La bande franco-anglaise menée par Lætitia Sadier et Tim Gane revient aux affaires avec “Instant Holograms on Metal Film”. Et rappelle combien elle a influencé tout un pan du monde musical en son absence.
Lors des années 2010, le phénomène s’est répété à plusieurs reprises. De My Bloody Valentine à Slowdive en passant par Mazzy Star ou Ride, plusieurs formations synthétisant le son des nineties ont fait leur retour avec des morceaux originaux, après plus d’une décennie de hiatus ou de silence discographique. Dans une époque où la nostalgie se voyait recyclée en un laps de temps de plus en plus court, tout semblait réuni pour que ces groupes de quadra et de quinquagénaires, portés par leurs pulsions créatrices, puissent jouir créativement et économiquement de leur statut culte – et accessoirement sortir parmi les meilleurs morceaux de leurs carrières respectives.
Actif jusqu’à l’aube des années 2010 et autrement plus productif, Stereolab arrive en queue de comète de ce phénomène.
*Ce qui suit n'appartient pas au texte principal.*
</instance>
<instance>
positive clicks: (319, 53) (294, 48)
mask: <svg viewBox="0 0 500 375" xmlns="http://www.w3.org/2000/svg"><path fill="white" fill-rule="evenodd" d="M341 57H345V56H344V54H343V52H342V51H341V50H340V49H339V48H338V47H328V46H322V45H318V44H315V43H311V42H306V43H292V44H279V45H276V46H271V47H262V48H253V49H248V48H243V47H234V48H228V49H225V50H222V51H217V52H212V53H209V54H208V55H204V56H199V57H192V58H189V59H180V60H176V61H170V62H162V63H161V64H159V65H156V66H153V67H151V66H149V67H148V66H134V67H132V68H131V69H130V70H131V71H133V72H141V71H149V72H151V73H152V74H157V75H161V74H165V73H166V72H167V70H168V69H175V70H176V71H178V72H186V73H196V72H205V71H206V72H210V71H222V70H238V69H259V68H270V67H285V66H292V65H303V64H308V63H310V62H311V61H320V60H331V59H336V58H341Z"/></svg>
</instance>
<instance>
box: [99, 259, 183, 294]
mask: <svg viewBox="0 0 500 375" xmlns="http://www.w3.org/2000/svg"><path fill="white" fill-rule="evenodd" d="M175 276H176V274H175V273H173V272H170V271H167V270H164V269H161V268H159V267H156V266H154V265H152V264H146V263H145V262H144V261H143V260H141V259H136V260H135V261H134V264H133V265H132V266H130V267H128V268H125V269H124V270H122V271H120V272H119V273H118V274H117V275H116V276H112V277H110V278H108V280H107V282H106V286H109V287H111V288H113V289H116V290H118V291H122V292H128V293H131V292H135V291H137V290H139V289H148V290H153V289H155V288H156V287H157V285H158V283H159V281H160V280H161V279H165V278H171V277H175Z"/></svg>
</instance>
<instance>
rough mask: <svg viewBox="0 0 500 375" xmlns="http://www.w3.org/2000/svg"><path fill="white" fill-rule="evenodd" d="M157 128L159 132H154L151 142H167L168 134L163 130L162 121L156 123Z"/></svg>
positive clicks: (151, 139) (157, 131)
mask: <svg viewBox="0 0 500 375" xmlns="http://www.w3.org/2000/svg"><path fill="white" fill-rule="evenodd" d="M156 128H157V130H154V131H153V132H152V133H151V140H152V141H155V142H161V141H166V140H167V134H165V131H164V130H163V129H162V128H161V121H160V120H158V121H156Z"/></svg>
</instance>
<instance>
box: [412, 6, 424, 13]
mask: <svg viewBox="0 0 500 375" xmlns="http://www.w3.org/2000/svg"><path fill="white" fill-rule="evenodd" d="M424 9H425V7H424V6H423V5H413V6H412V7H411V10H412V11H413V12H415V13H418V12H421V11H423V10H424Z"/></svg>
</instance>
Si Instant Holograms on Metal Film est le premier disque depuis quinze ans de la formation emmenée par Lætitia Sadier et Tim Gane, le groupe franco-anglais opère selon son propre timing – à rebrousse-poil, à l’instar de ses propres morceaux, pop mais labyrinthiques. Car, à l’inverse de Slowdive, profitant rétroactivement d’une sorte de réenchantement du désenchantement des années 1990, Stereolab n’est jamais vraiment parti.
Des rythmiques motorik, des mélodies sublimées et des aphorismes à la Debord
Sur ce nouvel album, le sentiment que leur musique et leur discours ont durablement infiltré, l’air de rien, tout un pan de la musique contemporaine plus ou moins mainstream – sans jamais y avoir pris véritablement part – affleure constamment. C’est le pouvoir intact de cette musique effacée et hyper-expressive : de la library music marxiste ou situationniste, de la pop littéralement révolutionnaire.
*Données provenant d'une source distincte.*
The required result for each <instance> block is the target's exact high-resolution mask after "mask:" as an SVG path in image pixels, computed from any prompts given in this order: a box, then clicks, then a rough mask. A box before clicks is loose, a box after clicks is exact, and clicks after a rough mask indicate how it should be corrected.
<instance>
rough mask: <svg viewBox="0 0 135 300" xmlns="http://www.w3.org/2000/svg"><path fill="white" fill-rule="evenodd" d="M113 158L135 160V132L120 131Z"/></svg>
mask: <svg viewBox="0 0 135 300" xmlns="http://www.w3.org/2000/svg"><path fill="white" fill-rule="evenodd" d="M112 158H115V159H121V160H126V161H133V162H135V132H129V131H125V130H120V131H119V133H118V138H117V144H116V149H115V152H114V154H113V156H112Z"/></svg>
S’il s’agit d’une coïncidence, voir Stereolab revenir au cœur d’une crise politique d’envergure, redéployant son rôle de passeur de rythmiques motorik, de mélodies sublimées et d’aphorismes debordiens, produit un effet saisissant. À la fois mirage rétrofuturiste et disque de son temps (Stereolab réfléchit toujours au futur), Instant Holograms on Metal Film vient prendre le relais d’un Dots and Loops (1997), qui avait infusé chez Tyler, the Creator, Pharrell, Madlib ou Toro Y Moi, pour inciter une nouvelle génération de musicien·nes et de mélomanes à rêver de nouvelles utopies musicales.
Instant Holograms on Metal Film (Duophonic UHF Disks/Warp/Kuroneko). Sortie le 23 mai. En concert au Trianon, Paris, le 4 juin.